The former mayor of Florence is also trying to scale back Italy’s public administration, overhaul the nation’s fiscal rules and streamline the justice system.
Italian borrowing costs fell to a record after the ECB’s action. Italy’s 10-year yield fell nine basis points to 1.46 percent and touched 1.413 percent, the lowest level since Bloomberg began collecting the data in 1993.
Merkel touted Italy’s efforts as an antidote to potential risks in ECB President Mario Draghi’s 1.14 trillion-euro ($1.28 trillion) program designed to lift the 19-member euro area from the brink of deflation. Schaeuble drove home the message at the World Economic Forum in Switzerland.
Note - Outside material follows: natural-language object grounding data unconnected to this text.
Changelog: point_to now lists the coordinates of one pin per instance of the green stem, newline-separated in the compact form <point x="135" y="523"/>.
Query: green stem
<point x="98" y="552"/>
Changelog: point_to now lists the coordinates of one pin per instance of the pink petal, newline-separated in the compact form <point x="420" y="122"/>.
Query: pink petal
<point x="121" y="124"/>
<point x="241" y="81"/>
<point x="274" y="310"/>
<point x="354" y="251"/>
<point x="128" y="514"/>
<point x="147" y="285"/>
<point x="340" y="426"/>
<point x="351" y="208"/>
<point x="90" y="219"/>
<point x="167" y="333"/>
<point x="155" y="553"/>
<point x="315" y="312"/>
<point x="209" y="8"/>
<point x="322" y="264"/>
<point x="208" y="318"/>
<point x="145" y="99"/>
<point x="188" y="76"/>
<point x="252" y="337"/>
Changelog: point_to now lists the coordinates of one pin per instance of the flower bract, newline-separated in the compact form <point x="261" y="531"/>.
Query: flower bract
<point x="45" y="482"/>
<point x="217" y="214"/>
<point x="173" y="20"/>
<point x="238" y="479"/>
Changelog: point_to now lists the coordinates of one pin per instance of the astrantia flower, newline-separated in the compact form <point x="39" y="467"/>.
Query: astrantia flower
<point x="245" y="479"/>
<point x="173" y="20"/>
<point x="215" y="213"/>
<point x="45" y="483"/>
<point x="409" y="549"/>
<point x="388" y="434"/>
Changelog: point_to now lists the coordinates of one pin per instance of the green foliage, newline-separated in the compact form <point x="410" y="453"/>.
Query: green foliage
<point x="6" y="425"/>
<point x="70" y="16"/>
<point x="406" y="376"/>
Governments and lawmakers could now “misunderstand that they don’t have to do what they have to do,” he said Friday on a WEF panel in Davos. Merkel told the forum a day earlier that QE risks reducing the incentive for economic overhauls, masking which countries do “a better job of tilling the field.”
On the chancellor’s overnight trip to the Tuscan capital, Renzi hosted dinner in the 15th-century Palazzo Vecchio, gave her a tour of the Uffizi Gallery and walked her through the Vasari Corridor, a portrait-filled secret passage built by the former Medici rulers.
As they stood in the Accademia Gallery at the foot of the Renaissance masterpiece, Renzi compared Italy’s political reforms to Michelangelo sculpting the Biblical hero from marble. Merkel remarked on the city’s place in Europe’s cultural heritage.
“Europe didn’t just start with us and it won’t end with us,” she said.